About Your Education
What subject areas/qualifications did you study for?
Mechanical Engineering Degree
City and Guilds in Woodturning
Did you have to undertake any further training during your career in order to progress into your current role?
Qualifications are not mandatory for role, but have helped.
About Your Career
Tell us a little bit about your career leading up to your current role?
I completed A Levels and a Mechanical Engineering Degree and was a sponsored student at Rolls Royce,
Following this I completed a PhD in industry in a small firm that made fire fighting equipment.
I am now a business owner, I make bespoke items that solve problems, do engineering consultancy and I am an author – but mostly I am a maker.
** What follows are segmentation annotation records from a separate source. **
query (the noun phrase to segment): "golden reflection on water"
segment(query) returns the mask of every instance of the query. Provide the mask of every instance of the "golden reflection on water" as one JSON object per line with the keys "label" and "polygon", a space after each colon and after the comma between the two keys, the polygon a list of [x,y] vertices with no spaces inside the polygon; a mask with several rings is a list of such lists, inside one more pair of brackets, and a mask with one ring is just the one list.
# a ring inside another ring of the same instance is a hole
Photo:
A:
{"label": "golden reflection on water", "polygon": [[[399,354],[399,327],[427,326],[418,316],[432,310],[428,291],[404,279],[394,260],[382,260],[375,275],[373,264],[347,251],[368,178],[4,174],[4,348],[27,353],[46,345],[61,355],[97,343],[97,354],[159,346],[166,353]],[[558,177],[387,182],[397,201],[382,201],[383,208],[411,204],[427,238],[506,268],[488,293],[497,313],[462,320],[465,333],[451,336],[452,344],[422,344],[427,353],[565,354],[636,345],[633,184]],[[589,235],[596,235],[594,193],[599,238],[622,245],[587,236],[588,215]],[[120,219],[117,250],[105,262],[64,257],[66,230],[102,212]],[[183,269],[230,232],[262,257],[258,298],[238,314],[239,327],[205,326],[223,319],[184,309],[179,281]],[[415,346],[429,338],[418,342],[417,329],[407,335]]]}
There have been so many memorable experiences in my career so far – from working in Nepal when I was 21, to visiting FabLabs, Makerspaces and Hackspaces (places where people go to make things) around the globe. This has been great, but I still get a buzz out of getting some electronics and code to do what I want it to. Sometimes just an LED flashing makes me smile.
About Your Current Role
Briefly describe your current role, what do you do?
I make things.
I work with clients to produce custom-made physical devices that can turn a problem into a commercial advantage. For example:
Problem: Dress material samples, photographs and drawings of bespoke garments showed what could be made, but did not bring them to life.
Solution: 3D printed nine-inch tall mannequins to match miniature example dresses.
Outcome: Unique marketing tools loved by client and their customers.
What skills do you need for your role?
Problem solving skills, lateral thinking, the ability to make things in a wide variety of materials – from fabric to electronics.
What do you enjoy about your role?
The buzz of when something works. Learning new things.
Do you have any further career aspirations or plans?
About 3D Printing
What benefits does the use of 3D Printing bring to your role and/or organisation?
It gives the ability to prototype quickly, to make things that have not been made before quickly and it’s fun.
What advice would you offer to students that may be interested in pursuing a career in this field?
Practice what you enjoy doing. Become very very good at at least one thing. For me that is making in general, but for others it is reverse engineering electronic components, 3D modelling etc.